Monday, July 2, 2012

How to measure a DBA's workload?


For the past some days, I was thinking of ways to measure the workload of a DBA or team of DBAs in the context of operations. Metrics such as ticket counts, instance or database counts, etc. each have their own imperfections but they all have their advantages, too. Maybe you've got a simple formula that combines multiple metrics?

It all depends on what is the purpose. When planning DBA teams resourcing at one of my previous work place, we were using time because we know how much time we get from the team (minut vacations, overheads, training, internal projects and etc) and how much time we committed to the customers and the forecasts. I didn't see a single or a combination of dimensions that coule reliably give you universal indicator. If you take database count, for example, one customers would take 10 times more efforts per database compare to another but the environment and scope of work are different. It's always comparing apple to oranges.

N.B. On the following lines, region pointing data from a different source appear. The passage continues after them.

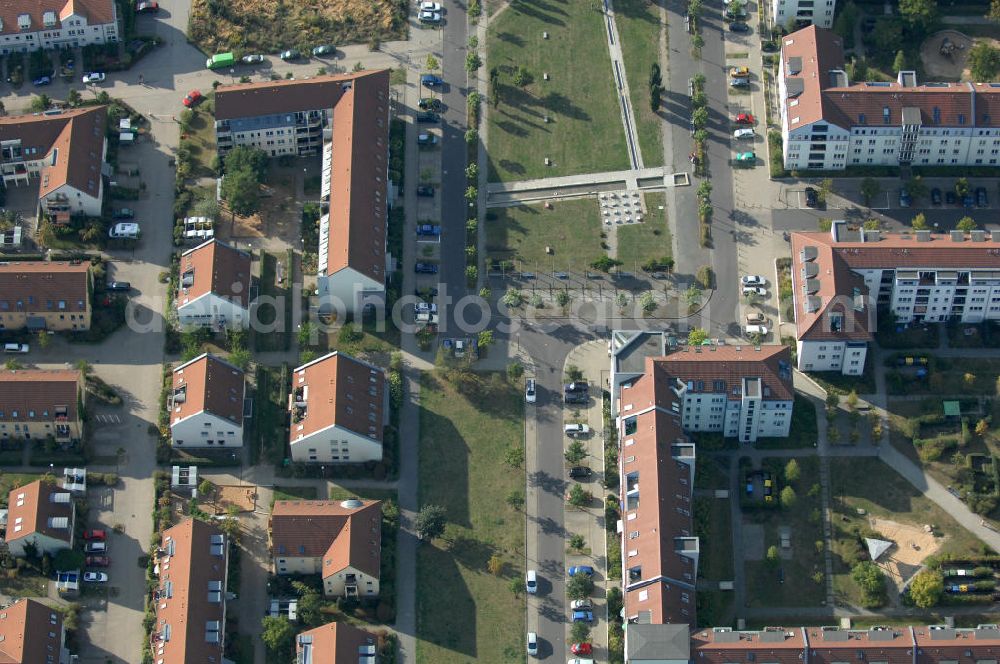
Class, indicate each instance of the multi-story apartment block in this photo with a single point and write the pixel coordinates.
(45, 295)
(741, 392)
(57, 24)
(828, 123)
(33, 633)
(41, 514)
(817, 12)
(206, 404)
(841, 278)
(342, 541)
(36, 404)
(339, 407)
(190, 599)
(62, 153)
(345, 118)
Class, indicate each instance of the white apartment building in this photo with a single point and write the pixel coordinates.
(818, 12)
(841, 278)
(827, 123)
(48, 24)
(345, 119)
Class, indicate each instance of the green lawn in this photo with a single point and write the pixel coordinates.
(572, 229)
(639, 25)
(464, 613)
(638, 243)
(584, 132)
(799, 588)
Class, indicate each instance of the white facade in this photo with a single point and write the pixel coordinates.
(847, 357)
(206, 429)
(51, 32)
(817, 12)
(335, 444)
(211, 310)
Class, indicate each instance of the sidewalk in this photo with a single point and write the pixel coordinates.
(592, 359)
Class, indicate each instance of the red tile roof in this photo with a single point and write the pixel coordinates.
(215, 267)
(344, 535)
(39, 286)
(37, 505)
(29, 632)
(340, 391)
(731, 364)
(185, 576)
(210, 385)
(38, 391)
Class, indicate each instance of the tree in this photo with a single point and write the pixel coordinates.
(899, 64)
(579, 586)
(792, 471)
(241, 191)
(278, 635)
(926, 588)
(430, 522)
(870, 188)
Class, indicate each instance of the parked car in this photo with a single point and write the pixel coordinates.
(192, 98)
(425, 268)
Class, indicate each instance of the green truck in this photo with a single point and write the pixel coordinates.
(221, 60)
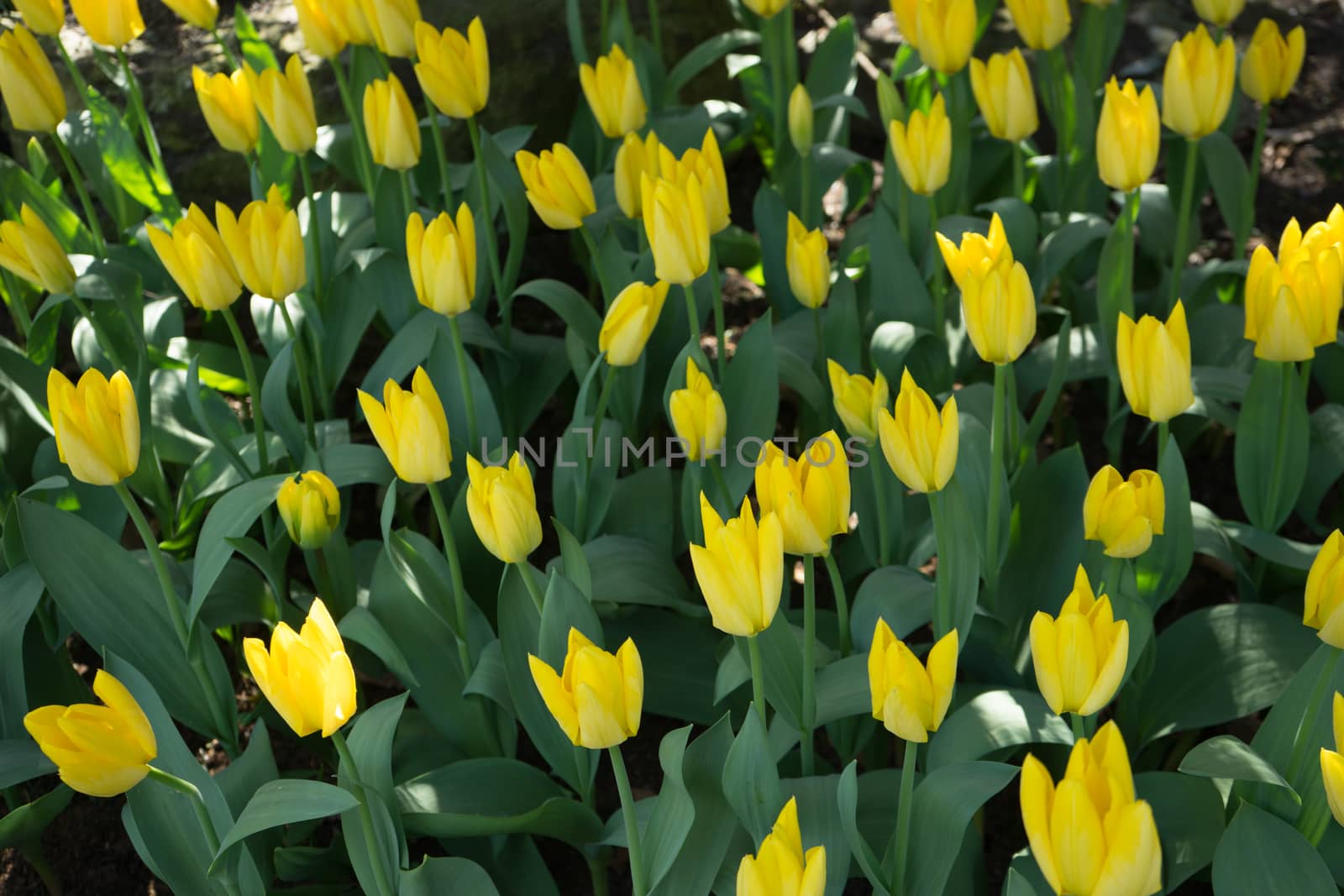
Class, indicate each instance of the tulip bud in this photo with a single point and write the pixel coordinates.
(781, 867)
(97, 425)
(309, 506)
(698, 414)
(503, 508)
(307, 676)
(454, 71)
(598, 699)
(557, 186)
(1081, 654)
(922, 148)
(810, 495)
(1124, 516)
(1198, 83)
(918, 443)
(100, 750)
(443, 261)
(412, 429)
(31, 90)
(266, 244)
(907, 698)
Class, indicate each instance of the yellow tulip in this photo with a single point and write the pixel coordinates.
(1079, 656)
(922, 148)
(918, 443)
(810, 495)
(443, 261)
(286, 101)
(30, 250)
(503, 508)
(1198, 83)
(31, 90)
(698, 414)
(228, 107)
(781, 867)
(1005, 94)
(97, 425)
(911, 699)
(454, 71)
(412, 429)
(266, 244)
(309, 506)
(100, 750)
(306, 676)
(1124, 515)
(1089, 835)
(557, 186)
(858, 401)
(808, 261)
(1153, 360)
(598, 699)
(1128, 136)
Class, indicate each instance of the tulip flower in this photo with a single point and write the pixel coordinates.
(1079, 656)
(309, 506)
(30, 250)
(557, 187)
(1124, 515)
(266, 246)
(100, 750)
(1005, 94)
(454, 71)
(781, 867)
(443, 261)
(1128, 136)
(1198, 83)
(31, 90)
(922, 148)
(698, 414)
(412, 429)
(918, 443)
(306, 676)
(1089, 835)
(198, 261)
(598, 699)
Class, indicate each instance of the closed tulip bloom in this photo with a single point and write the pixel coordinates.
(629, 322)
(598, 698)
(503, 508)
(97, 425)
(412, 429)
(1081, 654)
(266, 246)
(781, 868)
(1124, 515)
(810, 495)
(306, 676)
(443, 261)
(1089, 835)
(454, 71)
(1128, 136)
(30, 250)
(31, 90)
(1198, 83)
(698, 414)
(922, 148)
(739, 569)
(911, 699)
(557, 187)
(918, 443)
(1005, 94)
(100, 750)
(309, 506)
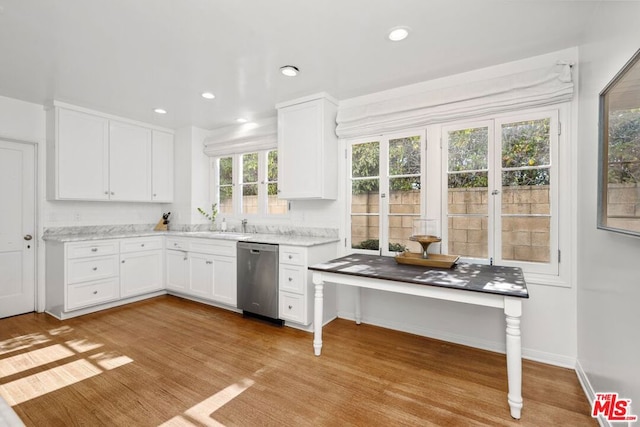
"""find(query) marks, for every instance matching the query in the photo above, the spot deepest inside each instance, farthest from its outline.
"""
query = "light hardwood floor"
(175, 362)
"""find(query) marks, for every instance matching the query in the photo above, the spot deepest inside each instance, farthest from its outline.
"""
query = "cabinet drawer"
(293, 255)
(292, 307)
(181, 244)
(91, 293)
(215, 247)
(140, 244)
(92, 248)
(293, 278)
(92, 268)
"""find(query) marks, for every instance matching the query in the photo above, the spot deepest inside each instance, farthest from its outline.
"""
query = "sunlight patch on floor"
(41, 383)
(201, 413)
(22, 342)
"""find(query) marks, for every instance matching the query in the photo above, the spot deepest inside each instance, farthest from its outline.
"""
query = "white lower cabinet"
(177, 270)
(202, 268)
(296, 290)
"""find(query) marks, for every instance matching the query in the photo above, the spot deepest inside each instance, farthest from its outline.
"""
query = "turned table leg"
(513, 312)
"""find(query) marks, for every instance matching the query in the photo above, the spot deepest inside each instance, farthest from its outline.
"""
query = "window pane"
(400, 229)
(250, 167)
(226, 200)
(365, 159)
(275, 206)
(365, 232)
(468, 149)
(250, 198)
(526, 143)
(272, 166)
(526, 238)
(225, 166)
(468, 236)
(404, 195)
(404, 156)
(365, 196)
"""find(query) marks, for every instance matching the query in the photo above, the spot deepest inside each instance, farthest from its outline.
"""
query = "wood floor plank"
(169, 361)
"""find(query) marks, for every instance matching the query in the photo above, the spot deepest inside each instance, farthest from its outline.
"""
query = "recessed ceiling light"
(289, 70)
(398, 33)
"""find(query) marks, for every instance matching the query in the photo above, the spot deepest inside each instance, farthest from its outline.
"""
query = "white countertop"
(279, 239)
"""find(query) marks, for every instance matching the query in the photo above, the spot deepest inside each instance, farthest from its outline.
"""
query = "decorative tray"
(434, 260)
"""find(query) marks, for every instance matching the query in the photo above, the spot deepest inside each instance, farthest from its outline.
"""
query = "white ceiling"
(127, 57)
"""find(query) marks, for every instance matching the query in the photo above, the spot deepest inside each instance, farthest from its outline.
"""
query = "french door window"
(386, 194)
(500, 200)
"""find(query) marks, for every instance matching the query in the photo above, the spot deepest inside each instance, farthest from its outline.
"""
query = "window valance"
(245, 138)
(522, 90)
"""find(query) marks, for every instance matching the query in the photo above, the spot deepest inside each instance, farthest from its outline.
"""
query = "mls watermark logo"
(612, 408)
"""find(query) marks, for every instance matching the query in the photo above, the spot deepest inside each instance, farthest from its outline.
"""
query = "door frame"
(38, 171)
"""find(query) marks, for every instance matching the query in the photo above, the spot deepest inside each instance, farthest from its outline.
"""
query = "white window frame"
(495, 184)
(383, 178)
(263, 196)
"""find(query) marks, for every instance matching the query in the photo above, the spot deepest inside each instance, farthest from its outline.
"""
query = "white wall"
(608, 263)
(549, 319)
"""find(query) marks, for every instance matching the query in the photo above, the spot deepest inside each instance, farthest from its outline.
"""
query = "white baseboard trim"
(529, 354)
(589, 392)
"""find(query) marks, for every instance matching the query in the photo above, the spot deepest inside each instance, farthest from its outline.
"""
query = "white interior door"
(17, 228)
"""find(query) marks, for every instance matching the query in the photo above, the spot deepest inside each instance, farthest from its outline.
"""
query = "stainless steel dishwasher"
(258, 280)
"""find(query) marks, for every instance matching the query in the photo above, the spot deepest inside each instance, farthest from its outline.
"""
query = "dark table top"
(508, 281)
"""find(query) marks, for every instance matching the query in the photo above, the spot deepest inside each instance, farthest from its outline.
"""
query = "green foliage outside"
(404, 159)
(374, 245)
(249, 175)
(624, 146)
(525, 148)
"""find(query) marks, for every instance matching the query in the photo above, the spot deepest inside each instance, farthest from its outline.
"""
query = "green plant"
(374, 245)
(210, 216)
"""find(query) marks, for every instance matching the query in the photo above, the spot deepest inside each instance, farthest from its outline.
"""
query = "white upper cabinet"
(80, 156)
(129, 162)
(162, 166)
(92, 156)
(307, 148)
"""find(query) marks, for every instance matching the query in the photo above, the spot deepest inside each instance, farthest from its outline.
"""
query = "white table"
(499, 287)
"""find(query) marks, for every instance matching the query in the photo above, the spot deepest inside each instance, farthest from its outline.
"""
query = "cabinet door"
(82, 156)
(129, 162)
(225, 280)
(140, 272)
(177, 271)
(201, 268)
(299, 159)
(162, 167)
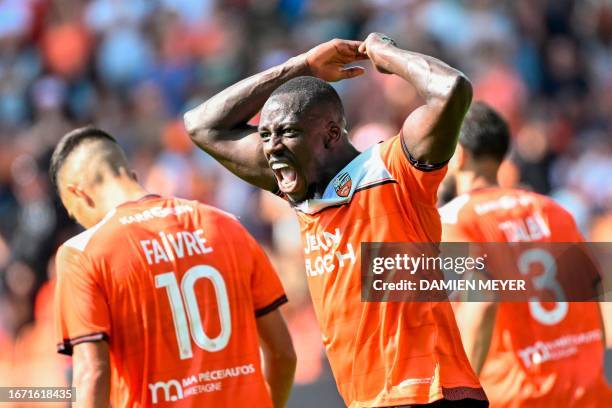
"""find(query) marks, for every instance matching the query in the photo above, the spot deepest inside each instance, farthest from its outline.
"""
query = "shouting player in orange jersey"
(527, 354)
(381, 354)
(161, 300)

When I managed a team, I split it into five tracks. Tickets (Issues/Problems), Projects, Learning, Admin and Timeoff. Time and effort expended in hours were the basic metrics. The key is to have a time forecast of loading or utilization based on historical trends of tickets, current projects being worked on, Admin and Timeoff so you can demonstrate the capacity of your team in a systematic way. We could learn a lot from the PM folks. They are always busy and they can prove it!! If you don't have this, you are going to be challenged on what the resources are doing and you will be overloaded. Run your group as a consulting busines and you will find it is the way to go.

I have done a little bit of research on the same before on this subject, please see http://www.khwajaimran.blogspot.com/2012/07/how-many-dbas-do-you-need-to-support.html

Essentially, I found that an average DBA can take care of 40 databases, up to 5 TB. Bigger data is harder to handle, so it isn't universal, but this is a good baseline. I know every shop is different, but I have been to at least a hundred different companies and this seems to hold relatively true, even across industries and vendors. Caveat emptor, there are always exceptions.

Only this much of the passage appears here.